Emily’s Army released two albums before changing their name and issuing 2015’s Miley/Uncool EP and this year’s Drive North with bassist Seb Mueller. “At the end of the day, we just wanted to start something new,” Max explains of the name change. “Emily’s Army was a pop-punk band and now we’re more of a modern rock & roll band.”

“It was almost like playing a sport or doing a summer camp,” Armstrong says of the former band’s fleeting nature. “We realized we actually want to be musicians full-time. This is what we like to do.”

For their debut as SWMRS, they linked up with Fidlar‘s Zac Carper, a member of their Burger Records family. Carper proclaims himself as the band’s “sensei,” though the boys talk about him like family, with Carper’s sister Alice even joining the mix and becoming their touring photographer. “They drove me absolutely crazy, but that’s because I’m getting old and they’re young,” Carper admits, lightly chastising their goofy nature.

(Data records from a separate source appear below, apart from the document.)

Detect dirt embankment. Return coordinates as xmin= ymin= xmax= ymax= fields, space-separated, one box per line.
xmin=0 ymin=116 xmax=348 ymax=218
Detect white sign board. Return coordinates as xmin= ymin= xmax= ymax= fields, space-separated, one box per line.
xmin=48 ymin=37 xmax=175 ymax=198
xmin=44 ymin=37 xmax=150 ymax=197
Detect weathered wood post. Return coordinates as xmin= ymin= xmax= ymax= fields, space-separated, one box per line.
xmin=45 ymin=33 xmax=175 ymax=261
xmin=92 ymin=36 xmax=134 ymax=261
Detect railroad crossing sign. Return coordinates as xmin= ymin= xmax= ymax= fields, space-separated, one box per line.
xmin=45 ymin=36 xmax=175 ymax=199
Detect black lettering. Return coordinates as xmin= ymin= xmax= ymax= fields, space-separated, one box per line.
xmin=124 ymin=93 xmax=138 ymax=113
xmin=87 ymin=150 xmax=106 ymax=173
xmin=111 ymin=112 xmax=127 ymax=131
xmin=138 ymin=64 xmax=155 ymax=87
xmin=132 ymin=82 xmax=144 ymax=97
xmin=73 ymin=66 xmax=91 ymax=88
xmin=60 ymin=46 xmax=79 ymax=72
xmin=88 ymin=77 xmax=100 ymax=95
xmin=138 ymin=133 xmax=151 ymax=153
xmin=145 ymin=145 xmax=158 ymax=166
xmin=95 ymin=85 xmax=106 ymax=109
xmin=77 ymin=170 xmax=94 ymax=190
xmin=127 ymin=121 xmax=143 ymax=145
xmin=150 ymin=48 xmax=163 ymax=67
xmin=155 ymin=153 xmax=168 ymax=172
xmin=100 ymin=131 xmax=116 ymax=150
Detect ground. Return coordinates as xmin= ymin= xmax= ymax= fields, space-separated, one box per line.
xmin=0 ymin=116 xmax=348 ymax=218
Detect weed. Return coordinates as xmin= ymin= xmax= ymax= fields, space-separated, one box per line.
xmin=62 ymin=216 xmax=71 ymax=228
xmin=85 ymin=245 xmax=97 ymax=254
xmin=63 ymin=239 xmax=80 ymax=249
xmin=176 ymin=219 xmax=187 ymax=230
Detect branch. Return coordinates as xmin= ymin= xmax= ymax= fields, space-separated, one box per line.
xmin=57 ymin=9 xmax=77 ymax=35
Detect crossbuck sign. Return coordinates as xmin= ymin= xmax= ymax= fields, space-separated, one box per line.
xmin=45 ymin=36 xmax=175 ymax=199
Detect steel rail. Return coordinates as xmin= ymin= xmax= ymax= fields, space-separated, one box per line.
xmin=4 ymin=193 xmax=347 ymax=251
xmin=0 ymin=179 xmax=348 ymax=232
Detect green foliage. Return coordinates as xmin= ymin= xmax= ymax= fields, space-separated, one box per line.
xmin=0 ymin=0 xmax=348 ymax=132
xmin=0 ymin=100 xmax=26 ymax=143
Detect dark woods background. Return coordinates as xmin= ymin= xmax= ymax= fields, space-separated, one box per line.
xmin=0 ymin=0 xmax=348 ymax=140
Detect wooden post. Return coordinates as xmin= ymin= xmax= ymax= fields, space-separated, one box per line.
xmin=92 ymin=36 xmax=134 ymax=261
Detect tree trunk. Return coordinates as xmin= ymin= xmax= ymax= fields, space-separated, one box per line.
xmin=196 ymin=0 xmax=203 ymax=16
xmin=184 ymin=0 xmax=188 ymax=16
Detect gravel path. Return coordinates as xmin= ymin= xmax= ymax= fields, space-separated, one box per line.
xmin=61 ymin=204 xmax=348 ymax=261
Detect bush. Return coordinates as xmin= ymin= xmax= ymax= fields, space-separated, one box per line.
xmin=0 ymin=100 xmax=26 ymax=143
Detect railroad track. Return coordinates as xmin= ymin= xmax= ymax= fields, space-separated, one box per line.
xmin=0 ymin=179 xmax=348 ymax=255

“My favorite memory of the whole recording process was making [Max] cry,” the producer offers with diabolical mirth. “He wasn’t paying attention.”

“He made me cry like every day,” Becker admitted separately, with Armstrong calling him “very sensitive.”

Still, Carper admires the band’s willingness to try anything, an attribute that pushed SWMRS to experiment with different sounds, from the anthemic rock banger “Figuring It Out” – named for Tavi Gevinson’s TED Talk – and the moody synth ballad “Hannah,” created with help from Jeff Ellis, an engineer on Frank Ocean’s Channel Orange who mixed Drive North and inspired more low-end presence in the band’s music. “This was the first time we went into a creative process and weren’t referencing anything,” Armstrong explains. “Zac made sure we kept on that tunnel-vision mindset where it was like, ‘Don’t focus on anything else besides what we’re going to create.'”

Even with their punk ethos, the band is unapologetically pop-culture savvy. Armstrong is obsessed with movies – “I have my own Rotten Tomatoes on my phone,” he explains – while Cole Becker found himself drawn to former Disney star turned pop music’s foremost weirdo Miley Cyrus. “I wrote an article about her entering that Quentin Jones movie in the New York City porn festival for [Berkeley’s] Daily Cal newspaper about a year ago, and that kind of sparked interest because I didn’t really pay attention to her when Bangerz came out,” Becker says, adding that learning about her work with homeless LGBT youth and duet with Against Me!’s Laura Jane Grace fueled a desire to learn more, which led to “Miley,” their ode to the “Wrecking Ball” singer.

“[Miley] took something with her power that you get only for a certain amount of time as a Disney star and she did something with it,” Max adds.

SWMRS hope to do the same. The band is aiming for worldwide pop appeal, but their hearts lie in the Bay where they hope to continue creating a better, more diverse scene. Their love for Northern California is one of their album’s biggest inspirations, and they each remain their local scene’s biggest cheerleaders. “If I can be an active community member and give people positive experiences, then that’s all I care about,” Cole says sincerely. “If my music is doing really well and a lot of people love it, then that’s all for the better.”

While SWMRS are rooting for Oakland, the people around them continue to cheer on the band. Billie Joe Armstrong has taken a step back from his role as a producer, but he still offers support by encouraging the Becker brothers to channel their emotions into their songwriting. And even with all of his tough love in the studio, Zac Carper foresees a bright future for the quartet as they continue to establish their identity and style. “I think they have the potential to be ginormous,” Carper declares. “They just do whatever the fuck they want, and I want to see more of that in bands in general.”